A540/A530 Content Distribution Methods

Topics related to delivering files to Set-top Boxes.

A540/A530 Content Distribution Methods

Postby Cilutions Support » Mon May 23, 2011 3:07 pm

The Amino A540/A530 STB includes a hard drive used to store files which contain assets to play (e.g., videos, RSS files, graphics), metadata (e.g., screenlists, playlists, VOD menus, schedule files) and recorded video (e.g., created on-demand by a local user when viewing a live video stream). All but the recorded video must be loaded onto the local hard drive in order to play. The methods for loading are:

Multicast File Reception

In this mode the STB includes an embedded Digital Media Bridge (DMB) Receiver which works together with the DMB Sender for multicast file transmission and reception. Here the client application interacting with the Sender designates the set of STBs, specified as one or more user-defined STB identifiers (i.e., ascii names), to "push" all files to the addressed STBs. This method, of course, is supported only in networks with multicast connectivity between the Sender and Receivers (e.g., satellite-based networks).

FTP File Pull

Here the STB periodically "pulls" files from an external FTP Server. The poll frequency and bit rate is configurable on each STB to control bandwidth usage in the network.

FTP File Push

Here an external FTP client (like the FTP client included in the Screen Builder application or even a stand-alone FTP client like FileZilla) can be used to log into a particular STB to "push" files to the box.

USB Plug and Play

Here a user can save files onto a USB Fash Drive and insert the drive into the USB port on the STB. The DMB media player on the STB supports a variety of file systems (e.g., FAT32, NTFS, ext3). Once inserted the STB will copy all files in the root directory on the USB drive to the local hard drive on the STB. When copying is finished the LED on flash drive will show LED inactivity as a signal to the local user that the USB drive can be removed.
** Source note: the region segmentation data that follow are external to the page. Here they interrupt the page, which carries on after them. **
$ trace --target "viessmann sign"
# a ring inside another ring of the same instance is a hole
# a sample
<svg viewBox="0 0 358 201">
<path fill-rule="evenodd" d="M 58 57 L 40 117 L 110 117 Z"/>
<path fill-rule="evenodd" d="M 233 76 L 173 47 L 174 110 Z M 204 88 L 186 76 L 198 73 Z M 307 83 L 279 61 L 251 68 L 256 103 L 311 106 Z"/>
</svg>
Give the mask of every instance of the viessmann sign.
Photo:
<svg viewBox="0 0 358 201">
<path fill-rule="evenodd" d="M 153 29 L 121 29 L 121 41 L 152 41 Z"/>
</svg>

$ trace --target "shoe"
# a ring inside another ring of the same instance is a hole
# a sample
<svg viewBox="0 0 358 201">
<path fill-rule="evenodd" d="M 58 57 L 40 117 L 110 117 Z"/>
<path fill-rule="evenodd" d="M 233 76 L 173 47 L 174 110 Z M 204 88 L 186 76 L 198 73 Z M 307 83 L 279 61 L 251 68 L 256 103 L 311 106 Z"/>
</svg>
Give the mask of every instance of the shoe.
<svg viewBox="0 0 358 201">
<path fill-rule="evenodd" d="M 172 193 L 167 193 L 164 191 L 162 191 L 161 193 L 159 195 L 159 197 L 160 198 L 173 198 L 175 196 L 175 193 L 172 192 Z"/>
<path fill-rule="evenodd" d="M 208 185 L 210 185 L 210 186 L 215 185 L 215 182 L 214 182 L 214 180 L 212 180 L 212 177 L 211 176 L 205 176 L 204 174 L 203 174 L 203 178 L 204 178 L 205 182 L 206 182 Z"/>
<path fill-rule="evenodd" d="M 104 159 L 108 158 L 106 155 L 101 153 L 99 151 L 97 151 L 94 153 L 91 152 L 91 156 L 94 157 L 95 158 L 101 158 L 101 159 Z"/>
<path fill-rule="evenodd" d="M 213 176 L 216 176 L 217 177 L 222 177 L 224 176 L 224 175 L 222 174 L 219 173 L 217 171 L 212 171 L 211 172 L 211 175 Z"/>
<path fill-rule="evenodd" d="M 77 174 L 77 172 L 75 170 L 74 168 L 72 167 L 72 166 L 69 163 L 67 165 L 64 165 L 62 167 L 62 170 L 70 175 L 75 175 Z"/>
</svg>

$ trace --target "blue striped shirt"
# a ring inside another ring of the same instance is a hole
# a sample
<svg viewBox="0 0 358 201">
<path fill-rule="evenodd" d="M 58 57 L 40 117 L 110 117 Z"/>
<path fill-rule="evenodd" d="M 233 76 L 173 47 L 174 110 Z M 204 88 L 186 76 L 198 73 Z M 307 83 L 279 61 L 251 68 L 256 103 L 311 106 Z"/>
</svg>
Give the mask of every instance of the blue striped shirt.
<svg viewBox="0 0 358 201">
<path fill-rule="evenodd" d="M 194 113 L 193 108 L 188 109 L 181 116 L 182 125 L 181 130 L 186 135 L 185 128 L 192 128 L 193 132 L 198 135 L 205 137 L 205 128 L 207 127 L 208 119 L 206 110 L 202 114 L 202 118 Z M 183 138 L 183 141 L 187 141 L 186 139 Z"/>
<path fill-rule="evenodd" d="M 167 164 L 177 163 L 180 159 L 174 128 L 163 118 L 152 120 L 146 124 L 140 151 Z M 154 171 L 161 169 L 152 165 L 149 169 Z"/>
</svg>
Note that a combination of these methods can be used to complement each other as appropriate. For example, on a multicast network, it may make sense to push video files that are common to many STBs over the multicast connection and to deliver STB-specific files (e.g., metadata and/or individual videos unique to a particular location) using the "FTP File Pull" or "USB Plug and Play" methods.